Shouldn't (PINB & 0b00000001) be for D4 Rather than (PIND & 0b00010000) == 0) ?

Try:
while ( ((PIND & 0b00000100) == 0) || ((PIND & 0b00001000) == 0) || ((PINB & 0b00000001) == 0) ){

D'oh!
You are right. Can't believe I did that. I didn't try the other 2 with the while code since they are awkward BNC connectors.

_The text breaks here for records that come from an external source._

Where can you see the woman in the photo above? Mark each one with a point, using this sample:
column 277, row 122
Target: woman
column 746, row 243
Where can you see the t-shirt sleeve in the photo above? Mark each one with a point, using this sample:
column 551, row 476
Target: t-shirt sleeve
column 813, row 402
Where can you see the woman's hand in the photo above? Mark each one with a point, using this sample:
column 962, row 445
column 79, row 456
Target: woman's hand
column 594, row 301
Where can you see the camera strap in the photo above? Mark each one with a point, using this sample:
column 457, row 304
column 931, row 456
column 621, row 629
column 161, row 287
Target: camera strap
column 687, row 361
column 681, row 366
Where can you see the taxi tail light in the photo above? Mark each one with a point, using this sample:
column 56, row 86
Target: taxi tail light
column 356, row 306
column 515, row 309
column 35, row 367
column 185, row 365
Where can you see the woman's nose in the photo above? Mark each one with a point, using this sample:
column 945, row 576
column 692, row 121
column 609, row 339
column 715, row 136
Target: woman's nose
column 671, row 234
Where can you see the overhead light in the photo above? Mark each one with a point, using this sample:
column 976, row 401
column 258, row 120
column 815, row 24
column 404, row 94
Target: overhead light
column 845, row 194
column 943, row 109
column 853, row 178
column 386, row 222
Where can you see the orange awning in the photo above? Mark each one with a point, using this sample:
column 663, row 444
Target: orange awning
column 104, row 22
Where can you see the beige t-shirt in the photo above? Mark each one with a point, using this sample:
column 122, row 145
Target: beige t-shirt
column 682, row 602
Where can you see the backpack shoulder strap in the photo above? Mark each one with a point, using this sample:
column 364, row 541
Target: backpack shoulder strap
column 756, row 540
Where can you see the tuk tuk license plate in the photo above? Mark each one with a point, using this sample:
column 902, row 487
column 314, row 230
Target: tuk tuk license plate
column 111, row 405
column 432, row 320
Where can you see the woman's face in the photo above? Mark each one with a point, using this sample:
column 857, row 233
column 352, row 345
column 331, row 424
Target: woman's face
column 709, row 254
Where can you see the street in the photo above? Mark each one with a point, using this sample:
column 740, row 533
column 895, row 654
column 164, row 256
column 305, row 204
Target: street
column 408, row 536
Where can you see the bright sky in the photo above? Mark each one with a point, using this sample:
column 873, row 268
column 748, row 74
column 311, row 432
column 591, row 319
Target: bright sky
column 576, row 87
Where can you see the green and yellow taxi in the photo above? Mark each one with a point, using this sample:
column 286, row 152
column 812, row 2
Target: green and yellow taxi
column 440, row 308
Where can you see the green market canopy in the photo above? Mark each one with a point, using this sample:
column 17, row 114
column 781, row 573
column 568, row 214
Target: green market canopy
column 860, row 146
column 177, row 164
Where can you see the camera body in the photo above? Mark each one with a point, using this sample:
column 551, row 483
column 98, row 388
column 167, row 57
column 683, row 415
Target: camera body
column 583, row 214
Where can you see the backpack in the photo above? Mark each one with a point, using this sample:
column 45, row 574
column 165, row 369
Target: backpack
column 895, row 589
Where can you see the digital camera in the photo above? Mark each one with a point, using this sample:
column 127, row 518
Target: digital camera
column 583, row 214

// ATMEL ATMEGA1284P on Bobuino
//
//                       +---\/---+
//           (D 4) PB0 1 |        | 40 PA0 (D 21) AI 7
//           (D 5) PB1 2 |        | 39 PA1 (D 20) AI 6
//      INT2 (D 6) PB2 3 |        | 38 PA2 (D 19) AI 5
//       PWM (D 7) PB3 4 |        | 37 PA3 (D 18) AI 4
//   PWM/SS (D 10) PB4 5 |        | 36 PA4 (D 17) AI 3
//     MOSI (D 11) PB5 6 |        | 35 PA5 (D 16) AI 2
// PWM/MISO (D 12) PB6 7 |        | 34 PA6 (D 15) AI 1
//  PWM/SCK (D 13) PB7 8 |        | 33 PA7 (D 14) AI 0
//                 RST 9 |        | 32 AREF
//                VCC 10 |        | 31 GND 
//                GND 11 |        | 30 AVCC
//              XTAL2 12 |        | 29 PC7 (D 29) 
//              XTAL1 13 |        | 28 PC6 (D 28) 
//      RX0 (D 0) PD0 14 |        | 27 PC5 (D 27) TDI
//      TX0 (D 1) PD1 15 |        | 26 PC4 (D 26) TDO
// INT0 RX1 (D 2) PD2 16 |        | 25 PC3 (D 25) TMS
// INT1 TX1 (D 3) PD3 17 |        | 24 PC2 (D 24) TCK
//     PWM (D 30) PD4 18 |        | 23 PC1 (D 23) SDA
//      PWM (D 8) PD5 19 |        | 22 PC0 (D 22) SCL
//      PWM (D 9) PD6 20 |        | 21 PD7 (D 31) PWM
//                       +--------+
//

while ( (PIND & 0b00001100) == 0) || ((PINB & 0b00000001) == 0) ) ; // wait for low on PD-2/D2 or PD-3/D3 or PD-4/D4

you can test both PIND pins in one test (gain some nano seconds

It is possible to test both PIND pins in a single test, but the way shown won't work. The way that was shown requires BOTH PIND pins to go low, not just either one alone.

@vaj4088
you're right , back to the original question

What am I now doing wrong that I can't get past this while statement when any one of them goes low?

you want to have a // wait while all pins are high
while ( ( PIND & 0b00001000 == 0b00001000 ) && (PIND & 0b00000100 == 0b00000100 ) && (PINB && 0b00000001 == 1) ;

to be abbreviated
while ( ( PIND & 0b00001100 == 0b00001100 ) && (PINB && 0b00000001 == 1) ;

Thanks, can give it a try. For sure, only one will happen at a time. Two are button presses, the 00000100 is a 20KHz square wave. The two manual buttons are working, will check out the 20KHz tonight, got a Duemilanove simulating that source.